While we might expect otherwise questionable choices from the city that once elected a mayor straight out of prison, the conservative voting block of Delaware has possibly bested Washingtonians by nominating a youthful candidate with no discernible job, no sources of personal income, no home, no short history of litigation, and finally no real policy specifics on which to run. Mike Castle was known to be honest, moderate, and more concerned with getting legislation right than keeping his day job. With last week’s primary, that became clear. Voters wanted rhetoric, not realism. They allowed themselves to be whipped into a populist fervor, tossing out incumbents who were actually doing a good job, simply because they were… incumbents.

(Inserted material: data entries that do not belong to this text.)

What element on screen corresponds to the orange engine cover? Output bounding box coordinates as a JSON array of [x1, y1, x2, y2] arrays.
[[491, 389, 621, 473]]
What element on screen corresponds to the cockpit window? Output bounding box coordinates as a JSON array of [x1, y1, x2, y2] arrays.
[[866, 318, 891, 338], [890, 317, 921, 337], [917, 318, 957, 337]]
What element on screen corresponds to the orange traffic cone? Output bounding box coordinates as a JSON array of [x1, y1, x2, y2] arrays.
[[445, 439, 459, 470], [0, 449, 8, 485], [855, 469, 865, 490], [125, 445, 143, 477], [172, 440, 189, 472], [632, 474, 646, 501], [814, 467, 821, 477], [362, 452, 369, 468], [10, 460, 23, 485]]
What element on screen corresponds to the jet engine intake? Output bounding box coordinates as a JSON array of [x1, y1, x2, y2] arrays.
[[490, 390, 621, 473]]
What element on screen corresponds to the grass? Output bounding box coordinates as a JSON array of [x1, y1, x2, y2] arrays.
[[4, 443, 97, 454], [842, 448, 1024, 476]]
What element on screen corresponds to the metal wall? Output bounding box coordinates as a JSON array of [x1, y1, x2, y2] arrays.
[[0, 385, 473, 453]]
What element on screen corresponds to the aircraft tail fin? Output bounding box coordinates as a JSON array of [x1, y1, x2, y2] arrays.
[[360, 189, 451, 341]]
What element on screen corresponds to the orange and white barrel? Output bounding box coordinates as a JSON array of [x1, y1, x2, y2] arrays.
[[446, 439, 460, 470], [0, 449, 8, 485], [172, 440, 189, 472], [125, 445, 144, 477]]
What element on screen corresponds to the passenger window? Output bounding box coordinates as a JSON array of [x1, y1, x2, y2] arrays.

The youth can be light on details, but heavy on gut and emotion, and it is displayed at these “Tea Party” rallies everywhere; the detail and fact that gets lost at them is astonishing. From the “birthers”, to the hammer-and-sickle emblazoned signs that disparage the socialist Obama’s bailout of big business (do I need to even explain this one?), we seem to be awash in vitriolic assertions that don’t make any sense. How did it get so easy to overcome reality? Isn’t anyone aware that the bailout began under a Republican administration? One literally staffed by many of the same officials retained by the current administration? Are any of these people aware that they may have the jobs they have now in part because an auto parts factory or coatings plant did not close? How would the shut down and liquidation of more car companies and banks have reduced the current unemployment rate? And finally, if you believe at all that Keynes had a point or two, how does one propose to stimulate without direct spending? The banks and large corporations, left on their own, have demonstrated that they will not do it by themselves as they aggressively hoard cash to rebuild their balance sheets.
The United States must, and must soon, open itself up to the idea that it is not being taken over by Kenyan anti-colonial big business socialists, that family values means policies that support people that want to be families, that the private sector which brought us the financial crisis, left completely to its own devices, will not fix health care, and finally that while excessive public debt is indeed a bad thing, it cannot simply be wished away or absolved by politicians who cry that it can be erased without either a decrease in expectations of public services or an increase in tax revenues. These people are not telling us the truth, and in at least one case, they are shown to be in serious need of a job.